During those years away, he’d tried to stay in small towns, telling himself that maybe he wasn’t cut out for city living. Then he’d tell himself it was the wrong town, wrong city. He’d tried towns so small that they were specks of dust, and larger ones, and then more cities. He’d tried living in Nashville, in Chicago, in Portland, in Phoenix, in Miami. He’d lied to himself, blaming each move on the weather, on the pollution, on the wrong culture or the wrong relationship or the wrong funeral home. On everything but the truth. In eight years, he’d lived in thirteen places—although, admittedly, a few of them were only for a couple of months—and he couldn’t stop thinking the next move should be home every single time. The moment he crossed over the town line, every bit of wanderlust he’d been unable to sate dissipated; the vise that had tightened across his chest little by little over the years had suddenly vanished.

Will Bek feel the same way?

She had only lived in Claysville for a few years; she’d moved there with her mother at the start of high school, and they were gone before graduation. Somehow those three years were the ones that set the events for the last nine years of his life. Ella died, Rebekkah left, and Byron spent the next nine years missing them both.

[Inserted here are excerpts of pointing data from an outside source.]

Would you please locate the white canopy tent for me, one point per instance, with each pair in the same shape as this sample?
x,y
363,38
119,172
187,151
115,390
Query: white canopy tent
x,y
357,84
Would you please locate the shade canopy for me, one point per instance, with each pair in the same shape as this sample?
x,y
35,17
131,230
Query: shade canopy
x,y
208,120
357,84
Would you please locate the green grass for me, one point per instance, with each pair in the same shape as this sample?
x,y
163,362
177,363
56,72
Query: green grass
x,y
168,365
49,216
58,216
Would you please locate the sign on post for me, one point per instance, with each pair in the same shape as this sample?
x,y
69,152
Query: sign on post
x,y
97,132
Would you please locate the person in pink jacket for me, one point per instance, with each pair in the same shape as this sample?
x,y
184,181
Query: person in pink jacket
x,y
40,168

Byron heard his father’s voice in their office manager’s office. He listened to William ask about the preparations for the wake and burial. After William was sure all was in order, he would go down to the preparation room to visit Maylene. She had been bathed and dressed; her hair and makeup made her look more lifelike. However, as was traditional in Claysville, she had not been embalmed. Her body would be returned to the earth with no toxins other than the lingering traces of those she’d ingested over the years.